Not on display
- Artist
- Tim Scott born 1937
- Medium
- Wood and glass
- Dimensions
- Object: 1219 × 1372 × 914 mm
- Collection
- Tate
- Acquisition
- Presented by Alistair McAlpine (later Lord McAlpine of West Green) 1970
- Reference
- T01215
Catalogue entry
Tim Scott b. 1937
T01215 Peach Wheels 1961–62
Not inscribed.
Painted wood and glass, 48 x 54 x 36 (122 x 137.2 x 91.5).
Presented by Alistair McAlpine 1971.
Coll: Anthony Caro 1967.
Exh: New General ion, Whitechapel Art Gallery, March–April 1965 (21, repr. in colour); Whitechapel Art Gallery, March-April 1967 (6, repr. in colour); Museum of Modern Art, Oxford, March–April 1969 (3); The Alistair McAlpine Gift, Tate Gallery, June–August 1971 (25, repr.).

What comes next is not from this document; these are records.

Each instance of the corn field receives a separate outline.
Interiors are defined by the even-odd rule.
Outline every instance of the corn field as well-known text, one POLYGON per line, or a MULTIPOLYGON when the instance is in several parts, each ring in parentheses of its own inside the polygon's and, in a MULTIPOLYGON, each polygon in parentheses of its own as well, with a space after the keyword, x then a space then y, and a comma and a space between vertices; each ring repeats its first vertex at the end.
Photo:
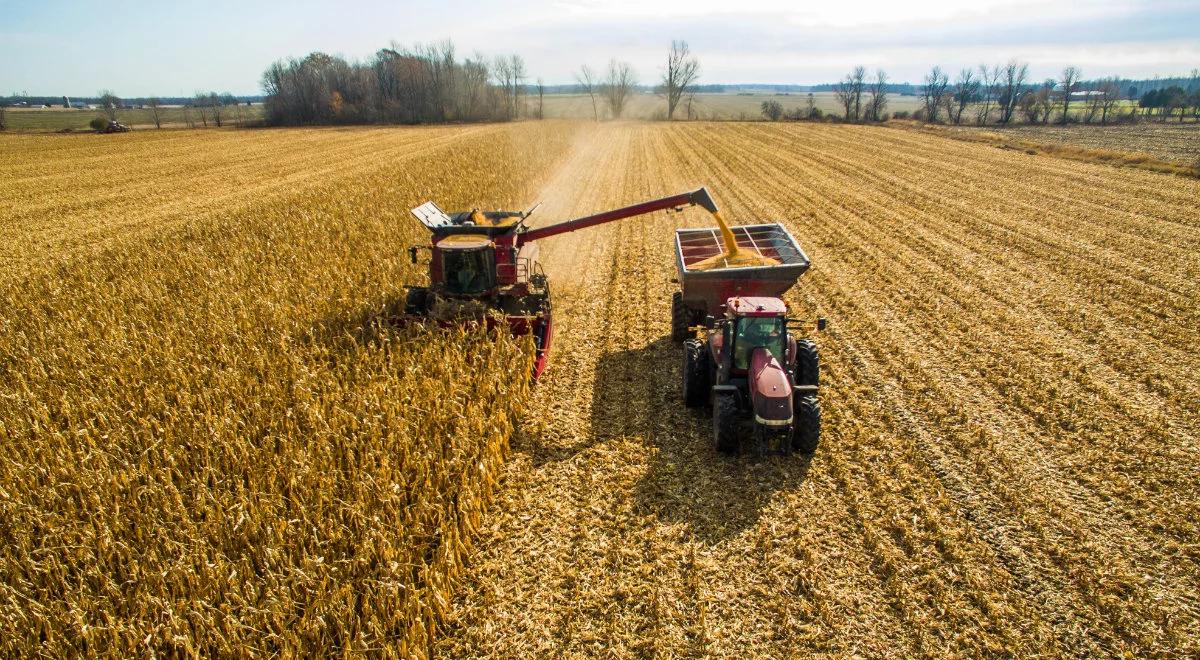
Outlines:
POLYGON ((532 347, 394 328, 407 209, 565 138, 4 142, 0 655, 425 653, 532 347))
POLYGON ((1200 654, 1200 181, 871 126, 0 136, 0 654, 1200 654), (658 214, 556 347, 397 328, 408 209, 708 186, 822 444, 683 406, 658 214))

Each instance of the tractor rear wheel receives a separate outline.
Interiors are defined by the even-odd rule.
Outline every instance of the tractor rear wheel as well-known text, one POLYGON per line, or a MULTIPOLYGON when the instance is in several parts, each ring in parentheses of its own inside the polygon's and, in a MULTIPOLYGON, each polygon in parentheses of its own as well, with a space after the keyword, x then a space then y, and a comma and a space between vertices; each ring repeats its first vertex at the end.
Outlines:
POLYGON ((796 384, 820 385, 821 380, 821 355, 817 353, 817 344, 812 340, 799 340, 796 342, 796 384))
POLYGON ((815 396, 796 397, 792 408, 792 449, 812 454, 821 442, 821 404, 815 396))
POLYGON ((691 310, 683 302, 683 293, 671 294, 671 341, 679 343, 691 336, 691 310))
POLYGON ((713 442, 721 454, 738 451, 738 398, 736 394, 719 394, 713 401, 713 442))
POLYGON ((700 340, 683 342, 683 402, 698 408, 708 400, 708 348, 700 340))

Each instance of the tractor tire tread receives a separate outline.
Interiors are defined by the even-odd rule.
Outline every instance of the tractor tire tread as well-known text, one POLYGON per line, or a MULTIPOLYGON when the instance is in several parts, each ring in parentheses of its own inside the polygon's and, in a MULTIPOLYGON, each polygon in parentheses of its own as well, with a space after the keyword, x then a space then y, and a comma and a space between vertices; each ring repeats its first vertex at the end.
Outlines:
POLYGON ((734 395, 718 395, 713 402, 713 443, 721 454, 738 451, 738 401, 734 395))
POLYGON ((792 450, 812 454, 821 443, 821 403, 811 395, 796 397, 792 415, 792 450))

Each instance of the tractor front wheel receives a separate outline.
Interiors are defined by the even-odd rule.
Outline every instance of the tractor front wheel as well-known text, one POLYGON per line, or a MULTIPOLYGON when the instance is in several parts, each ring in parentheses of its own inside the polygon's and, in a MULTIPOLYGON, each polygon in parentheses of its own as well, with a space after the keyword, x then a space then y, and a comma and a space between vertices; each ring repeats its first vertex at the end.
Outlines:
POLYGON ((815 396, 796 397, 792 408, 792 449, 812 454, 821 442, 821 404, 815 396))
POLYGON ((713 397, 713 442, 721 454, 738 451, 738 398, 736 394, 713 397))
POLYGON ((700 340, 683 342, 683 402, 698 408, 708 401, 708 350, 700 340))

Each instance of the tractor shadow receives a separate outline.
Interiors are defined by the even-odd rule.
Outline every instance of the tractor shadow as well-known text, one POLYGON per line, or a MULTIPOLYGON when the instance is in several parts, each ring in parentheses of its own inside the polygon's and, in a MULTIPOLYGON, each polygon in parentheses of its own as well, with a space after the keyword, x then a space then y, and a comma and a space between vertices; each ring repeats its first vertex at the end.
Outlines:
POLYGON ((684 523, 716 545, 757 524, 808 476, 811 458, 757 456, 745 432, 737 456, 713 446, 712 409, 686 408, 680 395, 683 350, 670 337, 601 356, 592 400, 596 442, 641 442, 649 464, 634 494, 636 515, 684 523))

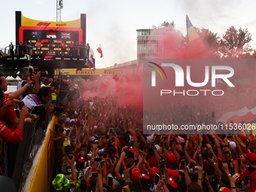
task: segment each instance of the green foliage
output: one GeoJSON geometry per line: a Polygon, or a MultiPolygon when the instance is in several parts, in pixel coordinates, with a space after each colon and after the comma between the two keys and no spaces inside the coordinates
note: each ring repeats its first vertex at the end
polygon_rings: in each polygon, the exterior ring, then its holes
{"type": "Polygon", "coordinates": [[[248,56],[253,50],[248,44],[252,41],[251,34],[245,30],[236,29],[234,26],[230,26],[223,35],[221,41],[221,52],[225,58],[240,58],[243,55],[248,56]]]}

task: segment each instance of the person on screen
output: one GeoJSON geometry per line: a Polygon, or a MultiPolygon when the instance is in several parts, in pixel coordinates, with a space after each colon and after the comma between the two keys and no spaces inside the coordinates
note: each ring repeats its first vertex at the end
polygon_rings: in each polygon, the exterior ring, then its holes
{"type": "Polygon", "coordinates": [[[50,53],[53,53],[53,43],[54,43],[53,39],[52,37],[50,37],[49,39],[49,50],[50,53]]]}
{"type": "Polygon", "coordinates": [[[89,57],[90,56],[90,55],[89,55],[89,53],[90,53],[90,45],[89,45],[88,43],[87,44],[87,47],[85,47],[85,49],[86,49],[86,55],[85,55],[85,56],[86,57],[89,57]]]}
{"type": "Polygon", "coordinates": [[[38,41],[36,41],[35,47],[36,47],[36,54],[38,55],[40,53],[40,50],[41,50],[41,41],[39,38],[38,39],[38,41]]]}
{"type": "Polygon", "coordinates": [[[11,56],[14,56],[14,46],[13,45],[13,43],[11,42],[11,44],[9,44],[9,51],[10,51],[11,56]]]}
{"type": "Polygon", "coordinates": [[[60,47],[61,47],[61,54],[62,56],[64,56],[65,54],[65,42],[64,41],[62,41],[61,44],[60,44],[60,47]]]}

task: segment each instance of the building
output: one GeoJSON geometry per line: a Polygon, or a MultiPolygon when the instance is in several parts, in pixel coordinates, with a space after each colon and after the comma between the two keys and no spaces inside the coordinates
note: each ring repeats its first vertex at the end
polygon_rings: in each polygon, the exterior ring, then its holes
{"type": "Polygon", "coordinates": [[[156,58],[163,55],[160,44],[161,30],[137,29],[137,67],[143,64],[143,59],[156,58]]]}

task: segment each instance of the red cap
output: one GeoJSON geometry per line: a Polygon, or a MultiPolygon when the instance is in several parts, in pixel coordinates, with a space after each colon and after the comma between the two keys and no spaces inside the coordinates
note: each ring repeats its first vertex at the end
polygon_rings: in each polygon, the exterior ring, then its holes
{"type": "Polygon", "coordinates": [[[203,162],[206,162],[206,169],[207,169],[207,170],[210,170],[210,169],[211,169],[211,166],[210,166],[210,164],[209,163],[208,160],[204,160],[203,162]]]}
{"type": "Polygon", "coordinates": [[[218,192],[231,192],[231,190],[229,188],[222,187],[218,192]]]}
{"type": "MultiPolygon", "coordinates": [[[[114,142],[111,143],[111,145],[114,145],[114,142],[114,142]]],[[[121,143],[120,143],[119,141],[117,141],[117,145],[118,145],[118,146],[119,146],[119,145],[121,145],[121,143]]]]}
{"type": "Polygon", "coordinates": [[[240,134],[239,136],[242,142],[245,142],[247,141],[247,137],[245,135],[240,134]]]}
{"type": "Polygon", "coordinates": [[[223,161],[223,157],[222,157],[222,154],[218,154],[217,155],[217,159],[218,159],[221,163],[223,161]]]}
{"type": "Polygon", "coordinates": [[[167,172],[171,178],[174,179],[179,178],[179,172],[177,170],[172,170],[171,169],[168,169],[167,172]]]}
{"type": "Polygon", "coordinates": [[[141,172],[138,167],[135,167],[132,169],[132,180],[133,182],[139,183],[139,175],[141,175],[141,172]]]}
{"type": "Polygon", "coordinates": [[[168,157],[168,160],[170,163],[174,163],[177,160],[176,156],[175,156],[172,151],[167,152],[167,157],[168,157]]]}
{"type": "Polygon", "coordinates": [[[133,146],[130,146],[129,148],[130,151],[131,151],[133,154],[134,154],[134,149],[133,146]]]}
{"type": "Polygon", "coordinates": [[[178,184],[174,181],[173,178],[168,178],[168,182],[172,187],[177,188],[178,184]]]}
{"type": "Polygon", "coordinates": [[[84,161],[84,158],[83,157],[81,157],[79,158],[78,161],[79,161],[80,163],[82,163],[83,161],[84,161]]]}
{"type": "Polygon", "coordinates": [[[253,163],[256,163],[256,154],[254,153],[242,154],[242,155],[253,163]]]}
{"type": "Polygon", "coordinates": [[[156,173],[159,172],[159,169],[157,167],[153,167],[151,169],[149,174],[151,176],[151,178],[153,180],[153,182],[154,182],[154,175],[156,175],[156,173]]]}
{"type": "Polygon", "coordinates": [[[149,176],[148,176],[146,174],[144,174],[144,173],[141,174],[141,177],[144,178],[145,179],[150,179],[151,178],[149,176]]]}

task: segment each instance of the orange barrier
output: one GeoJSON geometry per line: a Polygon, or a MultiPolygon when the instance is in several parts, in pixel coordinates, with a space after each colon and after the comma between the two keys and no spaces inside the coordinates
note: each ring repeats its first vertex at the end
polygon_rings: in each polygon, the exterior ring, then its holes
{"type": "Polygon", "coordinates": [[[42,144],[43,148],[37,166],[32,168],[35,169],[35,170],[31,180],[29,192],[49,191],[55,155],[53,142],[50,139],[50,133],[54,130],[55,124],[57,123],[58,119],[53,116],[44,142],[42,144]]]}

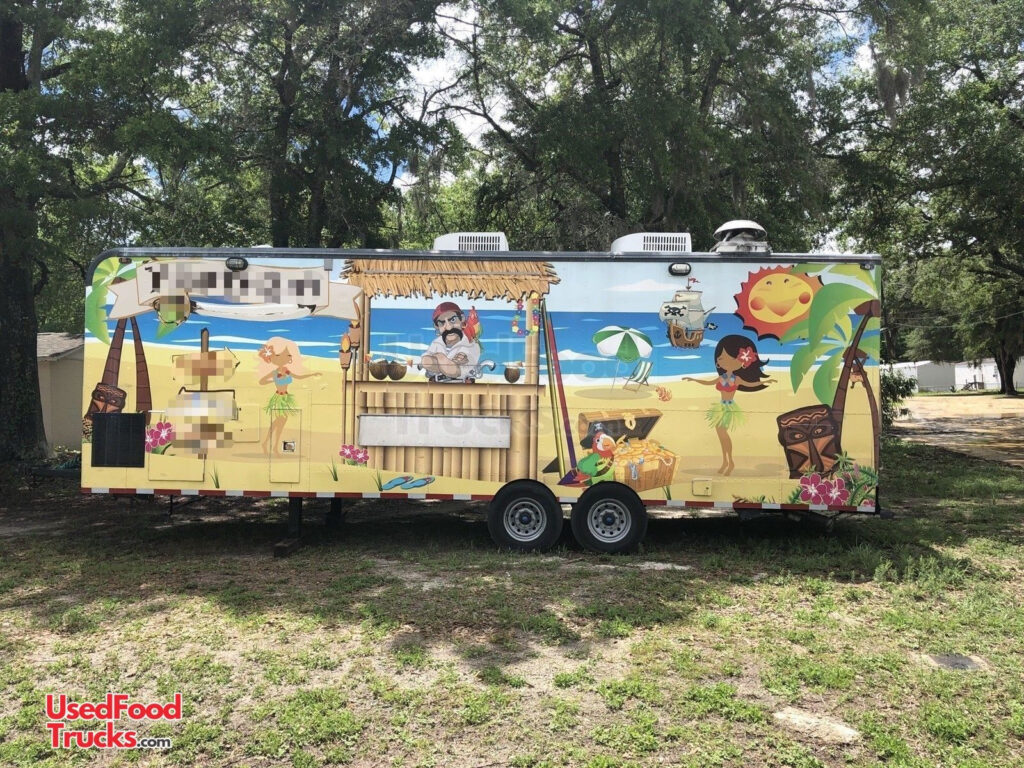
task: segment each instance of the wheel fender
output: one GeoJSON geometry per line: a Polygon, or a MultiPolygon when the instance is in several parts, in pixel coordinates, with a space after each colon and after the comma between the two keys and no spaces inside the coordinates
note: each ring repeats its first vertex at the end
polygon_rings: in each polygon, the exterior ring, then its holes
{"type": "Polygon", "coordinates": [[[561,504],[558,502],[558,497],[551,493],[551,488],[543,482],[539,482],[537,480],[512,480],[511,482],[505,483],[501,489],[495,494],[495,498],[490,500],[490,507],[496,508],[501,506],[510,495],[520,493],[522,490],[531,490],[537,494],[543,494],[548,497],[553,505],[559,509],[561,508],[561,504]]]}
{"type": "Polygon", "coordinates": [[[632,497],[633,502],[635,502],[640,509],[646,511],[647,508],[644,506],[643,500],[637,492],[629,485],[622,482],[615,482],[614,480],[604,480],[595,485],[591,485],[583,493],[583,496],[572,503],[572,506],[575,507],[578,504],[591,504],[594,497],[600,498],[602,496],[606,496],[612,488],[618,493],[625,494],[626,496],[632,497]]]}

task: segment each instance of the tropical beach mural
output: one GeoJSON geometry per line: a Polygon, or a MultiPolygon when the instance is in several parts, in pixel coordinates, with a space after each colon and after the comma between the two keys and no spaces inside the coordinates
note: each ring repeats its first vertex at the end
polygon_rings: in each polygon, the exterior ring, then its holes
{"type": "Polygon", "coordinates": [[[871,502],[877,266],[552,259],[102,261],[87,484],[871,502]]]}

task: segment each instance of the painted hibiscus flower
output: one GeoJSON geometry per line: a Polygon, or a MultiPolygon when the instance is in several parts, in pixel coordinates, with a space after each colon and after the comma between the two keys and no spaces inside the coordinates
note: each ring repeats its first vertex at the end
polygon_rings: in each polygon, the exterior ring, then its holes
{"type": "Polygon", "coordinates": [[[166,421],[158,421],[154,427],[158,445],[166,445],[174,440],[174,425],[166,421]]]}
{"type": "Polygon", "coordinates": [[[850,500],[850,492],[846,487],[846,480],[837,477],[833,482],[827,483],[825,488],[825,503],[833,505],[846,504],[850,500]]]}
{"type": "Polygon", "coordinates": [[[824,504],[829,483],[817,472],[800,478],[800,501],[804,504],[824,504]]]}
{"type": "Polygon", "coordinates": [[[145,450],[150,454],[163,454],[174,442],[174,425],[169,421],[158,421],[145,430],[145,450]]]}

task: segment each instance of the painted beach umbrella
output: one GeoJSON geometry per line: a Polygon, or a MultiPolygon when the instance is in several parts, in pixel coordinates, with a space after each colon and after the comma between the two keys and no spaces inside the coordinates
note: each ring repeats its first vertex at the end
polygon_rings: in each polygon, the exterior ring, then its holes
{"type": "Polygon", "coordinates": [[[607,357],[617,357],[623,362],[649,357],[653,349],[646,334],[623,326],[605,326],[594,334],[593,341],[598,352],[607,357]]]}

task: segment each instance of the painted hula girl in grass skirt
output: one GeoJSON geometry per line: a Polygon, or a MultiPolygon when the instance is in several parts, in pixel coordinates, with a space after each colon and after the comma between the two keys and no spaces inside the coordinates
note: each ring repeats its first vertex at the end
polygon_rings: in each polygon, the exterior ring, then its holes
{"type": "Polygon", "coordinates": [[[762,370],[767,362],[758,356],[758,348],[753,341],[745,336],[732,334],[722,337],[715,347],[715,368],[718,370],[716,378],[694,379],[684,376],[682,379],[705,386],[714,385],[722,393],[721,399],[705,414],[722,444],[722,466],[718,470],[720,475],[732,474],[732,470],[736,468],[732,461],[732,438],[729,432],[742,426],[746,420],[736,404],[736,392],[740,389],[757,392],[774,384],[775,380],[769,379],[768,374],[762,370]]]}
{"type": "Polygon", "coordinates": [[[274,392],[270,395],[263,412],[270,417],[270,428],[263,438],[263,453],[269,454],[271,446],[274,455],[281,454],[281,435],[285,431],[285,422],[289,415],[298,412],[299,407],[295,395],[288,392],[288,385],[293,379],[308,379],[319,376],[319,373],[304,373],[302,353],[298,345],[289,339],[274,336],[258,352],[259,365],[257,373],[260,384],[273,383],[274,392]]]}

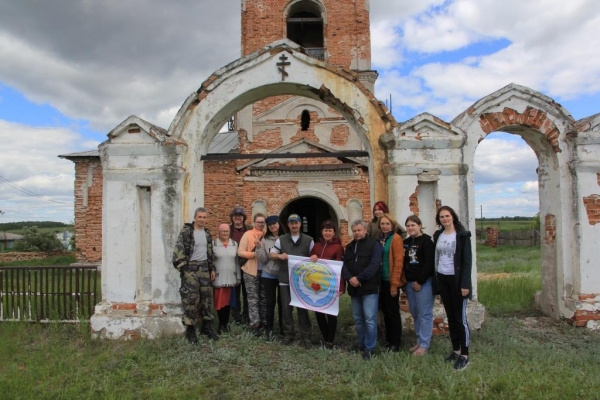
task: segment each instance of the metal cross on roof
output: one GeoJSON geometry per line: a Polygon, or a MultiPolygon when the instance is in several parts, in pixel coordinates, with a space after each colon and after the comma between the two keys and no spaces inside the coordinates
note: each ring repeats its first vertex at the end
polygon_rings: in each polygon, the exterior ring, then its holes
{"type": "Polygon", "coordinates": [[[290,65],[290,62],[287,62],[287,57],[285,56],[285,54],[282,54],[281,57],[279,57],[279,59],[281,60],[281,62],[278,62],[277,65],[277,69],[279,70],[279,72],[281,73],[281,80],[285,81],[285,77],[289,76],[289,74],[285,71],[285,67],[290,65]]]}

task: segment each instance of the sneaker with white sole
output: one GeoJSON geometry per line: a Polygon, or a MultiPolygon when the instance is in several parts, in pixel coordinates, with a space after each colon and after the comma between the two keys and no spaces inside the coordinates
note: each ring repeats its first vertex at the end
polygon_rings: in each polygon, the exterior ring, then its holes
{"type": "Polygon", "coordinates": [[[460,356],[458,357],[458,360],[456,360],[456,362],[454,363],[454,369],[463,370],[467,368],[467,365],[469,365],[469,359],[465,356],[460,356]]]}

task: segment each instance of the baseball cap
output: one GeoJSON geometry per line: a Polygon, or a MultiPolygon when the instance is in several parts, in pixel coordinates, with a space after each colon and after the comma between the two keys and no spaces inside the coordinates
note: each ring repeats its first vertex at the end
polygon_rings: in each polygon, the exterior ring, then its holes
{"type": "Polygon", "coordinates": [[[267,225],[274,224],[275,222],[279,222],[279,217],[277,215],[269,215],[265,222],[267,225]]]}
{"type": "Polygon", "coordinates": [[[232,211],[231,211],[231,215],[243,215],[244,217],[246,216],[246,213],[244,212],[244,208],[243,207],[235,207],[232,211]]]}
{"type": "Polygon", "coordinates": [[[292,221],[302,222],[302,218],[298,214],[292,214],[288,217],[288,222],[292,221]]]}

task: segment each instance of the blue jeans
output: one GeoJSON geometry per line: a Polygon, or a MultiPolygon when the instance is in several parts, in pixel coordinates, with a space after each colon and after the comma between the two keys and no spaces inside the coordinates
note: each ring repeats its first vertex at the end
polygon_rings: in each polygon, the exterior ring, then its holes
{"type": "Polygon", "coordinates": [[[421,290],[416,292],[412,285],[414,282],[407,282],[406,297],[408,297],[408,307],[415,321],[415,333],[419,346],[428,349],[431,343],[433,332],[433,295],[431,278],[421,286],[421,290]]]}
{"type": "Polygon", "coordinates": [[[373,351],[377,345],[377,307],[379,294],[352,297],[352,316],[358,335],[358,347],[373,351]]]}

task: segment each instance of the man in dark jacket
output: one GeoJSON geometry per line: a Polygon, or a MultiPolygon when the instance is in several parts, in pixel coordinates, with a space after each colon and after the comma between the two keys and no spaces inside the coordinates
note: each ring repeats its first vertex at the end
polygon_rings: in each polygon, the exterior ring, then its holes
{"type": "MultiPolygon", "coordinates": [[[[309,257],[310,251],[314,246],[312,237],[301,232],[302,218],[298,214],[291,214],[288,217],[288,228],[290,233],[279,236],[275,245],[270,251],[271,260],[277,260],[279,263],[279,290],[281,293],[281,317],[283,319],[283,344],[290,345],[295,339],[294,317],[292,315],[293,307],[290,306],[290,277],[288,268],[288,255],[309,257]]],[[[296,308],[298,312],[298,328],[300,330],[299,344],[302,347],[310,347],[310,335],[312,326],[308,310],[305,308],[296,308]]]]}
{"type": "Polygon", "coordinates": [[[207,212],[197,208],[194,222],[185,224],[175,249],[173,250],[173,266],[181,275],[181,303],[183,308],[183,325],[190,343],[198,343],[196,337],[196,315],[198,310],[202,318],[202,334],[210,339],[218,340],[211,323],[212,285],[215,279],[215,259],[212,249],[212,236],[207,228],[207,212]]]}
{"type": "Polygon", "coordinates": [[[356,220],[351,225],[354,240],[344,252],[342,275],[348,281],[352,315],[362,357],[373,357],[377,345],[377,307],[381,280],[382,247],[367,234],[367,223],[356,220]]]}

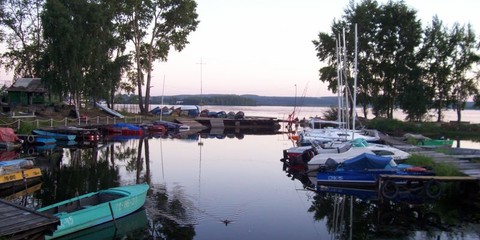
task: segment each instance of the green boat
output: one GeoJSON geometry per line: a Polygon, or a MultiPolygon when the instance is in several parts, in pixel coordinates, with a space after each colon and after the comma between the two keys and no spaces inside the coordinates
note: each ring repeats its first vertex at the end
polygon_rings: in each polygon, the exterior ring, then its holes
{"type": "Polygon", "coordinates": [[[423,147],[451,147],[453,145],[452,139],[424,139],[417,143],[418,146],[423,147]]]}
{"type": "Polygon", "coordinates": [[[145,203],[148,189],[146,183],[110,188],[39,208],[37,211],[60,219],[57,230],[45,239],[65,236],[133,213],[145,203]]]}

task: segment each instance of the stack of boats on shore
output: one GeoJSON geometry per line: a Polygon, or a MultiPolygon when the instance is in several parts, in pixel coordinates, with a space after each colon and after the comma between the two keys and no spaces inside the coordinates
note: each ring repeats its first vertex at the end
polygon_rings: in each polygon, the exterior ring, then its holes
{"type": "MultiPolygon", "coordinates": [[[[399,186],[405,186],[407,182],[396,176],[434,175],[423,167],[404,164],[410,154],[377,143],[380,139],[375,130],[362,134],[365,131],[315,128],[315,124],[319,126],[318,119],[310,123],[298,132],[297,146],[283,150],[281,158],[283,170],[299,179],[305,187],[317,191],[325,187],[380,189],[383,196],[395,198],[399,186]],[[390,176],[391,180],[382,183],[382,176],[390,176]]],[[[415,182],[425,186],[418,192],[430,198],[440,194],[437,182],[415,182]]],[[[410,185],[407,192],[413,192],[410,185]]]]}

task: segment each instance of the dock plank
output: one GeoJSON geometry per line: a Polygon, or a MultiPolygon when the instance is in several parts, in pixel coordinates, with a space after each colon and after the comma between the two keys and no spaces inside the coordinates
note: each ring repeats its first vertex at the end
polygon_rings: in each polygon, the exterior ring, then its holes
{"type": "Polygon", "coordinates": [[[59,219],[0,199],[0,238],[36,239],[53,232],[59,219]]]}

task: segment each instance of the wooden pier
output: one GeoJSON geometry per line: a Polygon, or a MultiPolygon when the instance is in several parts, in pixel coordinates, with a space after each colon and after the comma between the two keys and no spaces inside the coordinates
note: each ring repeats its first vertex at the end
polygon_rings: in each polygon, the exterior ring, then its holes
{"type": "Polygon", "coordinates": [[[195,121],[207,128],[278,131],[281,127],[279,120],[269,117],[246,117],[242,119],[197,117],[195,121]]]}
{"type": "Polygon", "coordinates": [[[0,239],[44,239],[60,220],[0,199],[0,239]]]}

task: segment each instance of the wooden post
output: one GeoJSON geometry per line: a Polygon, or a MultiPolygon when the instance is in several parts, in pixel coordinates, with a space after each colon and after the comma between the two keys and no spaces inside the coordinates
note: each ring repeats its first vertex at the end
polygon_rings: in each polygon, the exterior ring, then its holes
{"type": "Polygon", "coordinates": [[[117,221],[115,220],[115,214],[113,214],[112,203],[108,202],[108,206],[110,207],[110,213],[112,214],[113,225],[115,226],[115,229],[117,229],[117,221]]]}

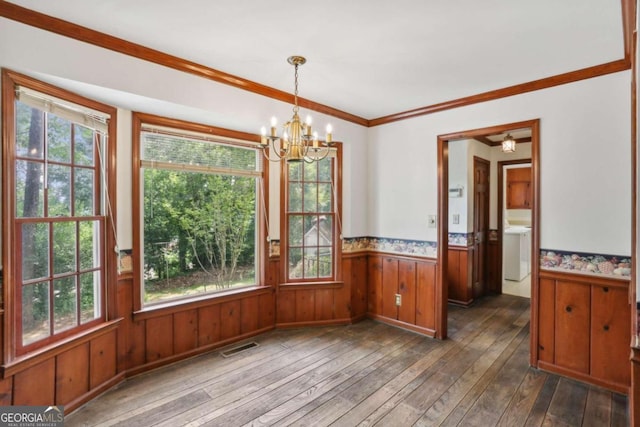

Lit: Anne Seymour, in catalogue of The Alistair McAlpine Gift, 1971, pp. 73–85.
T01215 comprises two pairs of painted wooden wheels separated from each other by a vertical glass sheet. The sculpture is in an edition of three.
The artist told the compiler that ‘Peach Wheels’ is closely related to ‘Round Midnight’ 1961. In ‘Round Midnight’ the two sets of wooden wheels painted blue are the same size, but one set appears larger because it is painted a lighter shade of blue. In ‘Peach Wheels’ the two sets of wheels arc the same colour but of different size. The sets of wheels are arranged on axes at right angles to each other; the outer edge of one of the large wheels runs flush with the edge of the glass sheet and with the edge of one of the smaller wheels. Such an arrangement is intended to strengthen the appearance of the regularity of the forms. The angular precision of the glass sheet should contrast with the flat round swelling forms of the wooden wheels. The artist commented that in making ‘Peach Wheels’ he thought that he had worked out fully the interest in the relation of coloured enclosed forms in space. ‘Peach Wheels’ is for him the most abstract and the most spatial development which emerged from ‘Dulcimer’.
The title ‘Peach Wheels’ was given to the sculpture by the artist’s friends.
Published in The Tate Gallery Report 1970–1972, London 1972.